On Wed, 5 Nov 2003, Adam Hardy wrote:

>- it lies with the character set interpretation in the HTML output from 
>the database and files - which files? I'm not familiar with file reading 
>  or whether you have to specify a character set.
Because of the "timing aspect" (next paragraph), I am sure it's nothing to 
do with settings concerning files or databases.

>- it occurs after random time intervals after starting tomcat. It 
>doesn't ever go away again does it?
Exaclty.
Although I could imagine an "event" not being exactly "random" might 
"switch" the behaviour.

>- the problem is overcome currently by restarting tomcat. This narrows 
>it down to Java or Tomcat basically. So you can forget the OS or the 
>database.
Yes, exactly my thought.

>- you manually encode umlauted letters into HTML code. I presume you 
>have a filter with a big switch case construct that parses your output 
>strings. Perhaps you should log the output of the ASCII value of the 
>umlauted letters, to see what you are really getting instead of what you 
>should be getting.
Good idea, i will write a test app which replaces unknwon characters 
with something like '_'+ASCII code+'_' instead of a space._

What I have forgotten to test out so far is, if all applications share 
the problem once it started. But I believe so.

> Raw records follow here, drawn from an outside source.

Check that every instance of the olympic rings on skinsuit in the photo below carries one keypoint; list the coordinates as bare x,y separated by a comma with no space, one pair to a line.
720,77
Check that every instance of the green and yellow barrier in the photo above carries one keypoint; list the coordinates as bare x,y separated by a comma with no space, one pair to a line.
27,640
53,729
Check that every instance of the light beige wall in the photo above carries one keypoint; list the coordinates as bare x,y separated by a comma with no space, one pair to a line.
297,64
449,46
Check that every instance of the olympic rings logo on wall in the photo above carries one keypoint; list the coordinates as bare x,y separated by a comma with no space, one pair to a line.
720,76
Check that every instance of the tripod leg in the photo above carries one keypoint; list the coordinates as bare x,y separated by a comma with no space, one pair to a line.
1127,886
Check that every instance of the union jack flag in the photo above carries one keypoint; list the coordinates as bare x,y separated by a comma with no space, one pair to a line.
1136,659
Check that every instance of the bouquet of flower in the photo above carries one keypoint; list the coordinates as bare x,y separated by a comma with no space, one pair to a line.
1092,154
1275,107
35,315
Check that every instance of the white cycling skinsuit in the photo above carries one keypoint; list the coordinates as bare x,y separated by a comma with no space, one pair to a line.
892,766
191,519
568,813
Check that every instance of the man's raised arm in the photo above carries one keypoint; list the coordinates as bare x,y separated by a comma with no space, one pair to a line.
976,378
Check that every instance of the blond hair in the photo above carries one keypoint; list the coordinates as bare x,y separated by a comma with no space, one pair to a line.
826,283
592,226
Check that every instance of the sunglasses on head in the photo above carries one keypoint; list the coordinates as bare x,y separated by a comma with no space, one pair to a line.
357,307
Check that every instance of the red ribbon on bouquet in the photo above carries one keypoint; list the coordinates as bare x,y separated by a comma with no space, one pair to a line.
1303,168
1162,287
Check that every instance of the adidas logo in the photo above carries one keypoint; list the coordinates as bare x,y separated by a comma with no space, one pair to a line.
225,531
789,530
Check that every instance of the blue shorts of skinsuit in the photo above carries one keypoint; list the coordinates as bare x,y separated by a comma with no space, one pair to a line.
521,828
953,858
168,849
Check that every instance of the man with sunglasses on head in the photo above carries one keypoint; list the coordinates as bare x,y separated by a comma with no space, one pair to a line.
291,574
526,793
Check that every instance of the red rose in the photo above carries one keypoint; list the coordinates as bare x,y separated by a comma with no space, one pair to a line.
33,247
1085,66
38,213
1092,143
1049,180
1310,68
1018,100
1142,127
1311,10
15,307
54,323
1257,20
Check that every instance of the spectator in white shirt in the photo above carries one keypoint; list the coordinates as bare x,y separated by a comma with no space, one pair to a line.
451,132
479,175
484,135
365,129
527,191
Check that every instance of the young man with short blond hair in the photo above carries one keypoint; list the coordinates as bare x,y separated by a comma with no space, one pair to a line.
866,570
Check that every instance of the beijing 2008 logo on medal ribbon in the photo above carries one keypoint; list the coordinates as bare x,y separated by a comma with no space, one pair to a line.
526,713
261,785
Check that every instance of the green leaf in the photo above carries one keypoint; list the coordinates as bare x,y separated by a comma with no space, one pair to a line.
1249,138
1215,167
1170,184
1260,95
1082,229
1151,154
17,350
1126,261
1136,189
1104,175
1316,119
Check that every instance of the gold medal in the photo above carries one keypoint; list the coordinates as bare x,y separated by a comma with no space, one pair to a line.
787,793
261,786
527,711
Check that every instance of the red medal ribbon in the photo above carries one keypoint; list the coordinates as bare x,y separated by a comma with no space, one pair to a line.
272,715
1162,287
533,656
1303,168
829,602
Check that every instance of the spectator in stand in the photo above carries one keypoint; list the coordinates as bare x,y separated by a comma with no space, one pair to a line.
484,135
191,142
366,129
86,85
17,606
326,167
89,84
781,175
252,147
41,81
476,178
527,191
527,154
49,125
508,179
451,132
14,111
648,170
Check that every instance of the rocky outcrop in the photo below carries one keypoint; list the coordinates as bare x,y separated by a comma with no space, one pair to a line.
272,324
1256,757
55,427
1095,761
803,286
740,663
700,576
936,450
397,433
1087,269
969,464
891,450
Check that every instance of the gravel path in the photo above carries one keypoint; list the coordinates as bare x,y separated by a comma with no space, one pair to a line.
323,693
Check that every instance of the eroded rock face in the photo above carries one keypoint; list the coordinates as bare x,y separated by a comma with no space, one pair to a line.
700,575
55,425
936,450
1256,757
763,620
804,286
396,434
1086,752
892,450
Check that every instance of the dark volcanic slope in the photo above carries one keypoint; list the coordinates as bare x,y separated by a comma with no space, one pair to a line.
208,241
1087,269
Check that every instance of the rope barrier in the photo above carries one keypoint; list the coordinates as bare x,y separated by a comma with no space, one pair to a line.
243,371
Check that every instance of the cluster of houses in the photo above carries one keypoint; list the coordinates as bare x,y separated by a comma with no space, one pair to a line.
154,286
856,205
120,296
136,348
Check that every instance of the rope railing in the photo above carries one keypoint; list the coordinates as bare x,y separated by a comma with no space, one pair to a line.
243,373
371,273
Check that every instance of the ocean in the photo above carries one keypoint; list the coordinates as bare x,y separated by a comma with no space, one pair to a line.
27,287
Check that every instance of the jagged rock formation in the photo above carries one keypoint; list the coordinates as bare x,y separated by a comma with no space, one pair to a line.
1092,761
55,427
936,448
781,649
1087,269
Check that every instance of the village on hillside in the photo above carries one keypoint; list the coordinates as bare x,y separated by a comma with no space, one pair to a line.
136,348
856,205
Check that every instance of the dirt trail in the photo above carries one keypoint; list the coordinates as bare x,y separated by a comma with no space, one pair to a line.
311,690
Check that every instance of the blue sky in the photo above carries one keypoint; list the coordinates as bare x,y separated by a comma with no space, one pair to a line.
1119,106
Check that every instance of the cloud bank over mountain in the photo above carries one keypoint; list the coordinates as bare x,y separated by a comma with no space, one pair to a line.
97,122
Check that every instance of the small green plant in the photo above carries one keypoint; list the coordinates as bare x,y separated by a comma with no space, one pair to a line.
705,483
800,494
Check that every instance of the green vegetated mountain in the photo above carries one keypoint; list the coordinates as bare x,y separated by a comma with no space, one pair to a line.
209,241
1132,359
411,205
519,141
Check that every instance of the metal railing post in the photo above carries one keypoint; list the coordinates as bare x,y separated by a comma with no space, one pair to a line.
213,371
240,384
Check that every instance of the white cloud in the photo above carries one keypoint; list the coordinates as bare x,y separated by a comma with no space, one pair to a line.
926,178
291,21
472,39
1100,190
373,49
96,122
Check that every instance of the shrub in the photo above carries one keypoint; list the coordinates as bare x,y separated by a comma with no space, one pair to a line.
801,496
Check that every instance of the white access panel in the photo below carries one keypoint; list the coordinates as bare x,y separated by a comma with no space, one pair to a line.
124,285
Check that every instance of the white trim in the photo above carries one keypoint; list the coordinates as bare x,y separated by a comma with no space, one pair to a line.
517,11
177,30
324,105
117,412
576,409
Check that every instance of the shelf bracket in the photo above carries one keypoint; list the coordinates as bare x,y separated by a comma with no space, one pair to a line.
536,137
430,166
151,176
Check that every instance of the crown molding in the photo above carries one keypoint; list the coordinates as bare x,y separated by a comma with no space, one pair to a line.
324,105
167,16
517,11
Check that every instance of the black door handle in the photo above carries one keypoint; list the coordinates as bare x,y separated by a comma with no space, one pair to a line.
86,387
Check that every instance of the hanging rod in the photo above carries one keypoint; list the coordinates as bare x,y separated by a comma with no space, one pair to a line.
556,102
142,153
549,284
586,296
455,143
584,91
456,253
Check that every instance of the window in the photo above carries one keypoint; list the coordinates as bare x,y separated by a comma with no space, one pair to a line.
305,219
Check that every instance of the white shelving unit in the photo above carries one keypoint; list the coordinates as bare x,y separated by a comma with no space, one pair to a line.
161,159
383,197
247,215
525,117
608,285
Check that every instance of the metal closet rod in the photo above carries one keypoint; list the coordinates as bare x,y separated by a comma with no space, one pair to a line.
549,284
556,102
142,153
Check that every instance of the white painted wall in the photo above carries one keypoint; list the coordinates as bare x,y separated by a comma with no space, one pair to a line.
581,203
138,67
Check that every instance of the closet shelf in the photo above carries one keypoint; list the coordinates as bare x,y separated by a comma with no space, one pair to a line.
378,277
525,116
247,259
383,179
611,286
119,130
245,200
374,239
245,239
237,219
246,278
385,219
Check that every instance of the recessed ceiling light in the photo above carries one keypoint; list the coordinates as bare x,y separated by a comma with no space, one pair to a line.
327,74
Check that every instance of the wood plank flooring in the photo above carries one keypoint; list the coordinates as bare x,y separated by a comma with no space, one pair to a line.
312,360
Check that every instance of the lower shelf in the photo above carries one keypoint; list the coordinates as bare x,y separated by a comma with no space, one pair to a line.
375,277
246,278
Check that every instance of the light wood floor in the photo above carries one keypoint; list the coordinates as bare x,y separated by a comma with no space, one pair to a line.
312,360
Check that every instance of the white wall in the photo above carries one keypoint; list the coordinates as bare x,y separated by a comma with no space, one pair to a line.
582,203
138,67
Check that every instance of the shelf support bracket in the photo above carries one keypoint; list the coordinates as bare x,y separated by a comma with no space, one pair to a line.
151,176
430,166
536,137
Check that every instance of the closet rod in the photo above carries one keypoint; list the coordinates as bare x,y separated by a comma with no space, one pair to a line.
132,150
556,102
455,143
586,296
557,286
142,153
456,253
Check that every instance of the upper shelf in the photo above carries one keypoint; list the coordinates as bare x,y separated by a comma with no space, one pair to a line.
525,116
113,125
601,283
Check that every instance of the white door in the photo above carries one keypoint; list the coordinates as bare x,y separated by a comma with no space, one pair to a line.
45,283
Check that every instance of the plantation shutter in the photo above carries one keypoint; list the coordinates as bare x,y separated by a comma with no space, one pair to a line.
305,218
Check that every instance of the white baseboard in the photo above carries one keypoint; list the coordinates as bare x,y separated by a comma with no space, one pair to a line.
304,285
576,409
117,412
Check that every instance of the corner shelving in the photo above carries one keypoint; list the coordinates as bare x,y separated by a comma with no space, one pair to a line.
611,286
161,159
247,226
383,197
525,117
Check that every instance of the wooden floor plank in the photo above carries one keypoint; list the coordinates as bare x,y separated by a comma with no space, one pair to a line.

>Where does the filter operate in your app? Obviously you have already 
>fetched your output string from either JDBC or from a file at the point 
>when you apply the filter. It is unlikely that both JDBC and the 
>file-reading processes always go wrong simulataneously. That is the case 
>though?
Yes.

The operation goes like this:
Read text files ...

  StringBuffer sb=new StringBuffer();
  BufferedReader reader=new BufferedReader(new FileReader(pathToFile));
  String nextLine=reader.readLine();
  while (nextLine != null)
  { sb.append(nextLine).append("\n");
    nextLine=reader.readLine(); }

... or database queries ...

  String = resulset.getString(colname);

... then put it through a loop including ...

  switch (string.charAt(i))
  { ...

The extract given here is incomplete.